Need of function overloading in c plus plus?

Answer 1

The need for function overloading is to allow the same function call to accept different parameter types and/or a different number of parameters. The function signature differentiates the functions. The return type is also part of the signature, and needn't be the same for every overload.

Where the function signature is largely the same, with the same count of parameters but a different parameter type and return type, template functions can provide an alternative method of creating the function overloads. The compiler generates the necessary code for you, on an as-required basis, so you only need to write the function once, rather than once for each type.

Answer 2

Function overloading permits you to call the same function with differing numbers and types of arguments and return types, thus increasing the flexibility of the function.

The area of a rectangle is calculated from the product of the width by the length. Therefore we can use the following function:

const int area(const int width, const int length) { return( width * length ); }

However, suppose we declare the following structure:

struct RECT

{

int width;

int length;

};

To calculate the area we must call the area function as follows:

RECT rect; rect.width = 5; rect.length = 10;

int area = area( rect.width, rect.length );

However, if we overload the function we can cater for the structure itself:

const int area(const RECT& rect) { return( area( rect.width, rect.length )); }

Thus the call can be reduced to:

RECT rect; rect.width=5; rect.length=10;

int area = area( rect );

Now we have two ways of calling the same function, depending on whether we have a structure or not. Ultimately, the function calls are simplified.

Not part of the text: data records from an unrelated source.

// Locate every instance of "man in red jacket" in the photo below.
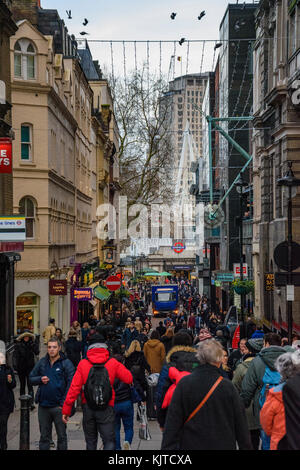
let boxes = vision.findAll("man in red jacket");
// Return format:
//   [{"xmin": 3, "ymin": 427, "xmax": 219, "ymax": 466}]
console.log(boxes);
[{"xmin": 62, "ymin": 333, "xmax": 133, "ymax": 450}]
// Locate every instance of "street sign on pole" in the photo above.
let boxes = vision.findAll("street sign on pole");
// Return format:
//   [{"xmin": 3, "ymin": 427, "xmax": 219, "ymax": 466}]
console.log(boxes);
[
  {"xmin": 286, "ymin": 286, "xmax": 295, "ymax": 302},
  {"xmin": 275, "ymin": 273, "xmax": 300, "ymax": 287},
  {"xmin": 106, "ymin": 276, "xmax": 122, "ymax": 291},
  {"xmin": 233, "ymin": 263, "xmax": 248, "ymax": 279}
]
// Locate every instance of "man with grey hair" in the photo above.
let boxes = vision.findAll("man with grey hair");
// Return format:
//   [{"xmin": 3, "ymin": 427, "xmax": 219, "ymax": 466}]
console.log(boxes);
[{"xmin": 161, "ymin": 339, "xmax": 252, "ymax": 450}]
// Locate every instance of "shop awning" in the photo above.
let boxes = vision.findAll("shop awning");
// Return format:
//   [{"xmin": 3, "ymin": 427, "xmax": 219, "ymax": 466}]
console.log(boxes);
[{"xmin": 94, "ymin": 286, "xmax": 111, "ymax": 301}]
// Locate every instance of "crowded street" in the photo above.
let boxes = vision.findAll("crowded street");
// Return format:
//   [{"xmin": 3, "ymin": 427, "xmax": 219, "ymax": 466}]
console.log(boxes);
[{"xmin": 0, "ymin": 0, "xmax": 300, "ymax": 458}]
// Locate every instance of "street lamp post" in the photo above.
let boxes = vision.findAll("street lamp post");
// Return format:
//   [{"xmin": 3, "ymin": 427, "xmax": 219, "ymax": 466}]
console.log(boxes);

A common example of function overloading is the max function:

int max(int x, int y) { return( x>y?x:y ); }

This returns the greater of two integers.

To cater for different types, we must write separate functions for each type. for instance, to cater for float types, we'd use the following overload:

float max(float x, float y) { return( x>y?x:y ); }

However, because the implementations would be exactly the same regardless of the type, C++ allows us to enlist the compiler to generate the overloads on our behalf, using just one function template:

template <typename _T>

_T const& max(_T const& x, _T const& y) { return( x>y?x:y ); }

In point of fact, we don't actually need this specific template because it already exists (std::max). However, we can extend the basic functionality further by overloading the template function. For instance, suppose we need to frequently find the maximum of three data types. We could call std::max( std::max( x, y ), z ) each time we need to, but we can greatly simplify our code simply by overloading the std::max function with yet another template function:

template <typename _T>

_T const& max( _T const& x, _T const& y _T const& z ) { return( std::max( std::max( x, y ), z )); }

Thus we can extend the functionality further to cater for any number of arguments.

But suppose we have an array and want to return the maximum element in that array. For that we'd need yet another overload, passing a pointer to the starting address of the array along with the length of the array:

template <typename _T>

_T const max( _T const* arr, int length )

{

//

int r = arr[0], i = 1;

while( i < length )

r = std::max( r, arr[i++] );

return( r );

};

Thus we now have one function name which can cater for just about any type we might care to process, provided an appropriate signature exists. And where a suitable signature does not exist, we can easily create one. Function templates allow us to minimise code duplication thus reducing code maintenance, which makes it much easier to modify the implementation (should we need to) in one place, rather than in several places.

The alternative to function overloading (and therefore function templates) would be to provide different function names to cater for each signature, along with individual implementations, even if the implementations are exactly the same. Apart from increasing code duplication and maintenance, the programmer must remember the exact names of each version of the function in order to make the correct call. with function overloading, there is only one function name to remember. The compiler can work out which version of the function to call based on the number and type of arguments passed to the function.